The easiest way to eat crow is while it's still warm, 'cause the colder it gets, the harder it is to swaller. If you find yourself in a hole, the first thing to do is stop diggin'. It don't take a genius to spot a goat in a flock of sheep. Sometimes you get, and sometimes you get got. The biggest troublemaker you'll probably ever have to deal with, watches you from the mirror every mornin'.
Good judgment comes from experience, and a lotta that comes from bad judgment. If you get to thinkin' you're a person of some influence, try orderin' somebody else's dog around. Live simply. Love generously. Care deeply. Speak kindly. Leave the rest to God.
You had summer jobs picking tomatoes and getting paid 15 cents a bushel.

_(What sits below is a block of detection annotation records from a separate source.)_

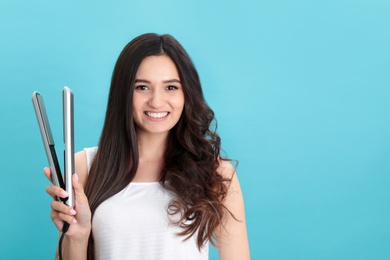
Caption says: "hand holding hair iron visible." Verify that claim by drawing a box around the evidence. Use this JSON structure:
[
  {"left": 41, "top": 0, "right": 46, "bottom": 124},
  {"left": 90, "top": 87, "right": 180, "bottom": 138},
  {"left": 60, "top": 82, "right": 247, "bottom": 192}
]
[{"left": 32, "top": 87, "right": 74, "bottom": 208}]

You remember sucking the nectar from honeysuckle and stopping along your jaunts to eat berries right off the bushes.
You actually picked Polk and Dandelion to eat (I liked Dandelion but not crazy about Polk).

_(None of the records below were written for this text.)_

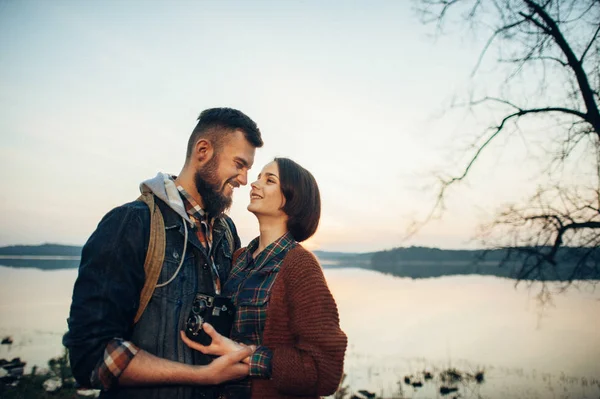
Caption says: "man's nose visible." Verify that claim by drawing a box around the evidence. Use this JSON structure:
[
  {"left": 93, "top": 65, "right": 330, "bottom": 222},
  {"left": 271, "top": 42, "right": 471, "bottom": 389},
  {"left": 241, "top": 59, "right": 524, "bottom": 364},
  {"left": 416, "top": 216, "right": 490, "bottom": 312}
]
[{"left": 238, "top": 169, "right": 248, "bottom": 186}]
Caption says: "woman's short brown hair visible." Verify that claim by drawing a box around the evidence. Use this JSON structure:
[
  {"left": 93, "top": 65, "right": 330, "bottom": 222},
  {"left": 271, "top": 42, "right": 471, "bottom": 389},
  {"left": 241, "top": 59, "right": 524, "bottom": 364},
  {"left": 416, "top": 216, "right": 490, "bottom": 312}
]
[{"left": 275, "top": 158, "right": 321, "bottom": 242}]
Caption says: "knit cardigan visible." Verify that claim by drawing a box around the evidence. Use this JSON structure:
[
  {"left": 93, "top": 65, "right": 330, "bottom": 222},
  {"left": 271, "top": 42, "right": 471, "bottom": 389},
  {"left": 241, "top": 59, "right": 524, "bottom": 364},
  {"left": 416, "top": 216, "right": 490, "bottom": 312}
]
[{"left": 252, "top": 245, "right": 348, "bottom": 399}]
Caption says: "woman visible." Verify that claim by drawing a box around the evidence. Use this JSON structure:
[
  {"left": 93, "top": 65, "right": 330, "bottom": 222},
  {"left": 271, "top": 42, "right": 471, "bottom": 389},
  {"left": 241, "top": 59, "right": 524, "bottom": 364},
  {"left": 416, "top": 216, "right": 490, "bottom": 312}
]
[{"left": 182, "top": 158, "right": 347, "bottom": 399}]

You'd grab a handful of Willow tree branches to swing from like Tarzan.
You had to tell visitors not to park under the Mulberry tree (for their own good).
Treasure hunting was finding an arrowhead or a nest of garter snakes when digging.
You had burn barrels for trash that would burn.
You spent all day in the woods, (always with my best friend, a yellow lab and alot of times with my human friends) and always getting checked for ticks when you got home, but never heard of Lyme disease.
You built forts and treehouses in the woods.
You went to the swimming hole by the covered bridge. Somebody was always there on hot days.
You made dams in the creek.
At Easter time your folks would buy you dyed baby ducks and chicks and they would actually grow up and attack your ankles when you went outside.
Everyone knew that the Christmas holiday was a celebration of Christ's birth, first, and secondly to get and give presents.
You dreaded having to pick your own switch from the lilac bush or "waiting until your father got home"
You ate most of your meals at home with the family.
I remember every one of those well, especially the one about the switch. Those things would sure wrap around your legs if you were wearing short britches.
Next time you have a mess of polk, mix them about 1/2 & 1/2 with turnip greens. That's the way my Mother used to fix them. They're really good that way, and not so bitter.
Hey Norris, that switch one was murder, picking your own switch was as bad as, if not worse than what was coming, but it made me a better person I'm sure.
I doubt that I'll ever have polk again, even though I'd probably like it now, my mom's in a nursing home and I don't know anyone else that makes it. I don't even know if I could pick it out anymore. I did love those dandelion sandwiches though, simmer dandelions and onions in a pan and put between toast. That's eating!
new trainees in the colad mines were required to wear red neckerchiefs so the bosses could identify them as newbies... after work these young men would go to the local bars and start raisin cain. the tavern owners would say here come the rednecks causin trouble.
today new men under ground are required to wear red hard hats.... and are now called REDHATS...
MY dad went to work under ground in 1913 when he was 13 years old. he helped build the union in southern WV coal fields. yes he was at the battle of blair mountain. and many other small union skirmishes... and just to let you good folx know he told many a story of having to help a few rednecks out of tight spots.